The EFF and Outa are opposing calls by transport minister Fikile Mbalula for the public to pay e-tolls.
The EFF and Outa are opposing calls by transport minister Fikile Mbalula for the public to pay e-tolls.
Image: Simon Mathebula

The Organisation Undoing Tax Abuse (Outa) and the EFF have opposed transport minister Fikile Mbalula’s call for the public to pay e-tolls.

At a briefing on the aviation industry on Thursday, after planes were grounded earlier this week, Mbalula urged motorists to pay for the use of roads.

“Across our system we have found that the user-pays principle is direct, targeted, fairer and extremely efficient,” Mbalula said.

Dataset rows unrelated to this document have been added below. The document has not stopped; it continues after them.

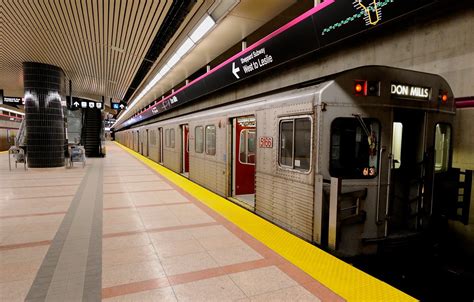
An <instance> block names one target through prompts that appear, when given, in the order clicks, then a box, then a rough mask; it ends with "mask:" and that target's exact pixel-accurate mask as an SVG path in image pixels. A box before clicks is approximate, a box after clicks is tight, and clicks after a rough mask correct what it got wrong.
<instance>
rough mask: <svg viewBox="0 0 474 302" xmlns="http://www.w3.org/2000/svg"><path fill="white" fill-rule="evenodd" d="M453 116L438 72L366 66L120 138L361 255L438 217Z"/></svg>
mask: <svg viewBox="0 0 474 302" xmlns="http://www.w3.org/2000/svg"><path fill="white" fill-rule="evenodd" d="M359 85H360V86H359ZM443 96H444V100H443ZM454 113H455V107H454V103H453V94H452V91H451V89H450V87H449V85H448V84H447V83H446V81H445V80H444V79H442V78H441V77H439V76H437V75H432V74H426V73H420V72H414V71H408V70H401V69H396V68H390V67H382V66H366V67H360V68H357V69H353V70H349V71H345V72H342V73H339V74H336V75H333V76H329V77H326V78H325V79H323V80H318V81H314V82H312V83H306V84H304V85H301V86H299V87H292V88H289V89H288V90H280V91H278V92H274V93H268V94H266V95H264V96H260V97H256V98H254V99H250V100H245V101H242V102H237V103H233V104H230V105H224V106H221V107H218V108H212V109H208V110H204V111H200V112H195V113H191V114H187V115H185V116H180V117H176V118H172V119H169V120H165V121H160V122H157V123H153V124H148V125H145V126H139V127H135V128H131V129H127V130H123V131H120V132H117V133H116V135H115V137H116V140H117V141H118V142H120V143H121V144H123V145H125V146H127V147H129V148H131V149H133V150H135V151H137V152H139V153H141V154H142V155H144V156H146V157H149V158H150V159H152V160H154V161H156V162H158V163H161V164H162V165H164V166H165V167H167V168H169V169H171V170H173V171H175V172H177V173H182V174H183V175H185V176H186V177H188V178H189V179H190V180H191V181H193V182H196V183H198V184H200V185H202V186H204V187H206V188H207V189H209V190H211V191H213V192H215V193H217V194H219V195H221V196H223V197H226V198H229V199H230V200H232V201H234V202H236V203H238V204H240V205H242V206H244V207H246V208H247V209H249V210H250V211H253V212H255V213H256V214H258V215H260V216H262V217H264V218H265V219H267V220H269V221H271V222H273V223H275V224H277V225H279V226H281V227H283V228H285V229H287V230H288V231H290V232H292V233H293V234H295V235H297V236H299V237H301V238H303V239H305V240H307V241H309V242H312V243H314V244H317V245H320V246H323V247H327V248H328V249H330V250H332V251H334V252H335V253H336V254H338V255H342V256H354V255H360V254H372V253H375V252H376V251H377V247H379V246H380V244H381V243H384V242H387V241H390V240H392V241H403V240H408V238H412V237H413V236H416V235H417V234H422V233H423V232H426V231H428V230H429V229H430V228H431V227H432V225H433V224H434V223H435V222H436V221H437V218H436V217H437V216H439V215H441V211H442V210H441V209H442V208H443V205H442V204H440V203H442V201H439V200H436V198H435V196H436V187H435V185H434V184H435V181H436V178H437V177H438V175H442V174H443V173H444V172H445V171H447V169H448V168H449V167H450V165H451V156H452V155H451V154H452V150H451V149H452V147H451V146H452V143H451V139H452V137H454V135H453V133H452V127H451V124H452V123H453V119H454ZM200 127H202V128H200ZM236 129H240V132H237V130H236ZM242 129H244V130H242ZM187 131H189V134H186V133H187ZM252 144H253V145H252ZM203 145H204V146H203ZM244 145H245V147H244ZM188 156H189V158H186V157H188ZM186 161H188V162H186ZM238 165H240V166H241V167H240V166H238ZM244 165H246V166H244ZM188 166H189V167H188ZM251 166H253V167H251ZM239 169H247V170H248V171H250V170H251V169H254V172H245V173H248V175H247V176H245V177H244V178H246V179H249V178H250V179H251V182H252V185H253V190H254V191H253V192H252V191H245V190H244V189H245V188H243V187H244V186H245V185H244V183H243V182H242V183H241V184H239V183H238V180H237V178H238V175H237V173H240V172H239ZM251 173H254V175H252V174H251ZM239 190H241V192H243V193H245V194H239ZM242 190H244V191H242Z"/></svg>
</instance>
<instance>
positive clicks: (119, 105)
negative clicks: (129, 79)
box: [111, 101, 127, 111]
mask: <svg viewBox="0 0 474 302" xmlns="http://www.w3.org/2000/svg"><path fill="white" fill-rule="evenodd" d="M111 106H112V109H114V110H117V111H121V110H124V109H127V104H126V103H125V102H123V101H120V102H119V103H114V102H112V103H111Z"/></svg>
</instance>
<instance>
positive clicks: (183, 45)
mask: <svg viewBox="0 0 474 302" xmlns="http://www.w3.org/2000/svg"><path fill="white" fill-rule="evenodd" d="M215 24H216V23H215V21H214V20H213V19H212V18H211V16H209V15H206V16H205V17H204V19H203V20H202V21H201V23H200V24H199V25H198V26H197V27H196V29H194V30H193V31H192V33H191V34H190V35H189V36H188V38H187V39H186V40H185V41H184V42H183V44H181V45H180V47H178V49H177V50H176V52H175V53H174V55H173V56H171V58H169V59H168V61H167V62H166V64H165V65H163V67H161V69H160V71H158V73H157V74H156V75H155V76H154V77H153V79H152V80H151V81H150V82H149V83H148V84H147V85H146V86H145V88H144V89H143V90H142V91H141V92H140V94H139V95H138V96H137V97H135V98H134V100H133V102H132V103H131V104H130V106H128V108H127V109H126V110H125V111H124V112H123V113H122V114H121V115H120V116H119V118H118V119H117V121H116V122H115V124H114V125H113V126H112V128H113V127H114V126H115V125H116V124H117V123H118V122H119V121H120V120H122V119H123V117H124V116H125V115H126V114H127V113H128V112H129V111H130V110H131V109H132V108H133V107H134V106H135V105H136V104H137V103H138V101H140V100H141V99H142V98H143V97H144V96H145V95H146V94H147V93H148V92H149V91H150V90H151V89H152V88H153V87H154V86H155V85H156V83H158V81H160V80H161V79H162V78H163V77H164V76H165V75H166V74H167V73H168V72H169V71H170V70H171V69H172V68H173V67H174V66H175V65H176V64H177V63H178V62H179V61H180V60H181V58H182V57H183V56H185V55H186V54H187V53H188V52H189V51H190V50H191V49H193V48H194V46H196V44H197V43H198V42H199V40H201V39H202V38H203V37H204V36H205V35H206V34H207V33H209V32H210V31H211V30H212V28H213V27H214V26H215Z"/></svg>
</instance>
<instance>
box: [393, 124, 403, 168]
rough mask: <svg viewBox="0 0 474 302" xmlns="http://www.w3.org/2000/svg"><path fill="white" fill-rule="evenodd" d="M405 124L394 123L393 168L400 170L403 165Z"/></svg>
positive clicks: (393, 140) (393, 142)
mask: <svg viewBox="0 0 474 302" xmlns="http://www.w3.org/2000/svg"><path fill="white" fill-rule="evenodd" d="M402 138H403V124H402V123H393V137H392V154H393V168H394V169H398V168H400V166H401V164H402Z"/></svg>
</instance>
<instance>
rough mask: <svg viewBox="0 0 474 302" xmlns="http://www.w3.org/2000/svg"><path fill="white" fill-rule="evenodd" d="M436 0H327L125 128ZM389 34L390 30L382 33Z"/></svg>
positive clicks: (192, 81) (333, 42) (426, 5)
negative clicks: (128, 126) (157, 114)
mask: <svg viewBox="0 0 474 302" xmlns="http://www.w3.org/2000/svg"><path fill="white" fill-rule="evenodd" d="M435 2H436V0H410V1H407V0H379V1H377V0H355V1H354V0H326V1H324V2H322V3H321V4H319V5H318V6H316V7H314V8H313V9H311V10H309V11H308V12H306V13H304V14H303V15H301V16H299V17H297V18H296V19H294V20H293V21H291V22H289V23H287V24H286V25H284V26H282V27H281V28H279V29H278V30H276V31H275V32H273V33H271V34H270V35H268V36H266V37H265V38H263V39H261V40H259V41H258V42H256V43H254V44H253V45H251V46H250V47H248V48H247V49H245V50H243V51H241V52H240V53H238V54H236V55H235V56H233V57H231V58H229V59H228V60H226V61H225V62H223V63H222V64H220V65H218V66H216V67H215V68H213V69H211V70H210V71H209V72H207V73H206V74H204V75H202V76H201V77H199V78H197V79H196V80H194V81H192V82H191V83H189V84H188V85H186V86H184V87H182V88H180V89H178V90H177V91H176V92H174V93H173V94H171V95H170V96H168V97H166V98H164V99H163V100H161V101H159V102H158V103H157V104H155V105H154V106H152V107H150V108H149V109H147V110H145V111H144V112H142V113H141V114H140V115H138V116H135V117H133V118H131V119H129V120H127V121H125V122H124V123H123V124H122V125H120V128H121V127H126V126H129V125H132V124H135V123H137V122H140V121H143V120H145V119H148V118H150V117H153V116H154V115H157V114H160V113H161V112H163V111H166V110H169V109H171V108H174V107H177V106H180V105H183V104H186V103H188V102H190V101H193V100H196V99H198V98H200V97H202V96H204V95H207V94H210V93H212V92H215V91H217V90H219V89H222V88H224V87H227V86H229V85H232V84H234V83H237V82H240V81H243V80H247V79H248V78H250V77H253V76H255V75H257V74H259V73H261V72H264V71H267V70H269V69H271V68H275V67H277V66H279V65H281V64H291V62H292V61H293V60H295V59H297V58H299V57H302V56H304V55H307V54H310V53H314V52H316V51H318V50H320V49H322V48H325V47H328V46H330V45H333V44H335V43H337V42H339V41H342V40H344V39H347V38H350V37H353V36H356V35H361V34H362V33H365V32H367V31H369V30H372V29H374V28H377V27H380V26H381V25H383V24H385V23H388V22H390V21H393V20H396V19H397V18H399V17H401V16H405V15H407V14H410V13H414V12H416V11H419V10H420V9H422V8H425V7H427V6H429V5H431V4H433V3H435ZM387 34H390V33H387Z"/></svg>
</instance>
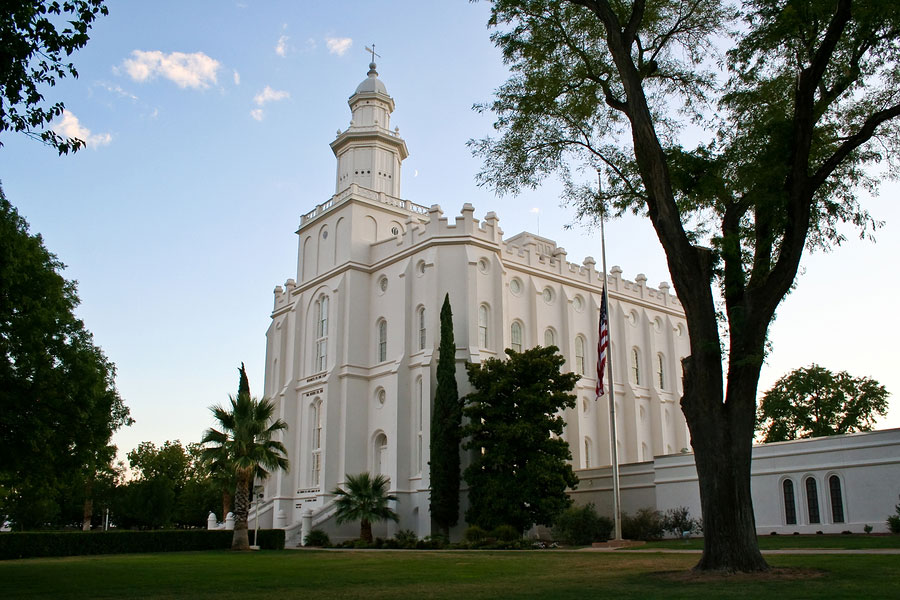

The lack of proper communication on e-tolls, for instance, may have played a role in the slow take-up by road users, Mbalula said.

However, Outa said the reality was that 80% of motorists were not paying e-toll bills, with the rest keeping the system on life support.

Outa CEO Wayne Duvenage said Mbalula was behind the deadline that President Cyril Ramaphosa gave him to find a solution to the matter.

“Make the easy decision, minister, pull the plug. E-tolls is not the financing mechanism for road infrastructure upgrades in our cities,” Duvenage said.

The EFF said the ANC government had promised Gauteng people on several occasions, such as during the 2016 local government elections, that it would do away with e-tolls.

“Yet its national ministers always contradict this, stating that paying e-tolls is government policy,” the EFF said.

The party said premier David Makhura made several empty promises that he would scrap the system, only to distance himself from his commitments after realising he had no jurisdiction in the matter.

“The e-tolls must be boycotted until government finds a solution other than making ordinary citizens pay.

“The people already pay for water, electricity and ever-increasing petrol prices. Why must government impose on them another tariff that came out of the greed and corrupt interests of politicians. E-tolls must fall,” the party’s spokesperson, Mbuyiseni Ndlozi, said.